Ergo
Una de las cosas que le reconozco a este Gobierno es que no mira a Colombia con el monóculo de la ultraderecha; ha comprendido que las Farc no son nuestro único problema, y le ha trasladado a los ciudadanos esa visión de más amplio espectro; ergo -como diría mi hija- los ladrones de mancornas y Hermés que parecían intocables, están siendo juzgados, y los que se encuentran culpables reciben la sanción social y legal que merecen.
Los muertos anónimos, esos muertos cotidianos cuyos nombres pocos recuerdan, pero que llenaron de luto a sus familias o a sus parceros, ya ocupan la atención, la indignación o el clamor de justicia en la agenda de los colombianos: el adolescente quemado por los policías hace apenas una semana, y que falleció ayer en el hospital; el grafitero que cometió el delito de correr y cayó asesinado por el disparo de un agente, en agosto pasado; las 48 personas de la comunidad LGBT abusadas por la fuerza pública, y las 127 de la misma colectividad, asesinadas vaya a uno saber por quién, en los dos últimos años del gobierno anterior.

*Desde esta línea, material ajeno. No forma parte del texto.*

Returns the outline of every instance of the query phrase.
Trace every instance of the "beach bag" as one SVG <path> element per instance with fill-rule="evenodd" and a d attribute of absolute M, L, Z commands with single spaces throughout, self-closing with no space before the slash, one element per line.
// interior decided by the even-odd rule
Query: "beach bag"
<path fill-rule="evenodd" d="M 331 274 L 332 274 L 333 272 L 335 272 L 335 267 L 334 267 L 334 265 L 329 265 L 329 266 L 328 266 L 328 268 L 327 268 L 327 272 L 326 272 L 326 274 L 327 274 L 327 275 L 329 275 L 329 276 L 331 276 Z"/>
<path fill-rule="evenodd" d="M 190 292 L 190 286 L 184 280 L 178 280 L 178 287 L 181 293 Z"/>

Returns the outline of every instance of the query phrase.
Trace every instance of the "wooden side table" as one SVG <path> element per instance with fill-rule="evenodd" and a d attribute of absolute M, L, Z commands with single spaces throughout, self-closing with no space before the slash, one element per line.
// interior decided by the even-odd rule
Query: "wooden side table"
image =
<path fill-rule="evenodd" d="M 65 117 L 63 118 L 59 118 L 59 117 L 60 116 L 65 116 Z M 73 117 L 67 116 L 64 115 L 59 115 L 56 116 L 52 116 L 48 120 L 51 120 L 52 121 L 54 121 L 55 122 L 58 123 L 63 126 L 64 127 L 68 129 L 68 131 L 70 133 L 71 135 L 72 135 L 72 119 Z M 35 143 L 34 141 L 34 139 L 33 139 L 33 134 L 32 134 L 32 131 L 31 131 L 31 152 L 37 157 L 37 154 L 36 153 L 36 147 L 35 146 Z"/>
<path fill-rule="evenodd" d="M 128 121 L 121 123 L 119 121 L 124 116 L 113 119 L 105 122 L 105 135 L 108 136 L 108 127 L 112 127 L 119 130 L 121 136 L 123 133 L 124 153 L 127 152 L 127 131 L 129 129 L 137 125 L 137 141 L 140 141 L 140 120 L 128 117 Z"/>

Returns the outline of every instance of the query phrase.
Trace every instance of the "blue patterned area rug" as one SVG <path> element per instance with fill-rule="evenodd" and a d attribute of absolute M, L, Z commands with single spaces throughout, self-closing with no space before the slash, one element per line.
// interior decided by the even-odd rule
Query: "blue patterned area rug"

Siento que los colombianos estamos aprendiendo a no echarle tierra sucia a nuestros problemas, y somos capaces de hablar de ellos, y exigir. Muchos nos sentimos mejor de tener un Presidente de carne y hueso, que una peligrosa mezcla de doberman, monaguillo y dictador, tan idolatrado y tan feroz.
Los retrocesos de ocho años en salud pública, la impunidad protegida de los grandes desfalcadores y los ojos ciegos de los veedores y centinelas de los servicios públicos y de los bienes del Estado, ya están saliendo a la luz, y la ciudadanía se está pellizcando.
Así sea para hacer más evidente la indignidad, la arbitrariedad o la corrupción, es más ético y más adulto, salirse del “ojos que no ven, corazón que no siente”, y darle la cara a la verdad.
Vale la pena untarnos de realidad, y comprender que hay distintos tipos de violencia, y que ni la intimidación ni el crimen están concentrados en los milicianos de uno u otro ejército ilegal. La violencia de Colombia camina por sus calles en forma de sicario urbano, de ladronzuelo de carteras o de policía que coge a patadas a un indigente; la violencia se instala en nuestras cárceles con cien mil presos hacinados, en la sin vergüenza de los reos ausentes y en los delincuentes exiliados. Nuestra violencia empieza en el hambre de los niños que duermen en el piso; en la indiferencia; en el silencio de los inocentes; en lo que dejamos de construir, educar o sanar, quienes podríamos hacer mucho más de lo que hacemos. La violencia comienza en cada portazo que le damos a la solidaridad.
Ergo, al prófugo Señor de la Ternura, le respondo desde ya: si las propuestas que le atribuyen realmente son suyas y las declaraciones vienen de su puño y letra, señor, no cuente conmigo. Y lamento que la medicina hubiera perdido un buen psiquiatra, y el país hubiera ganado un político tan sombrío.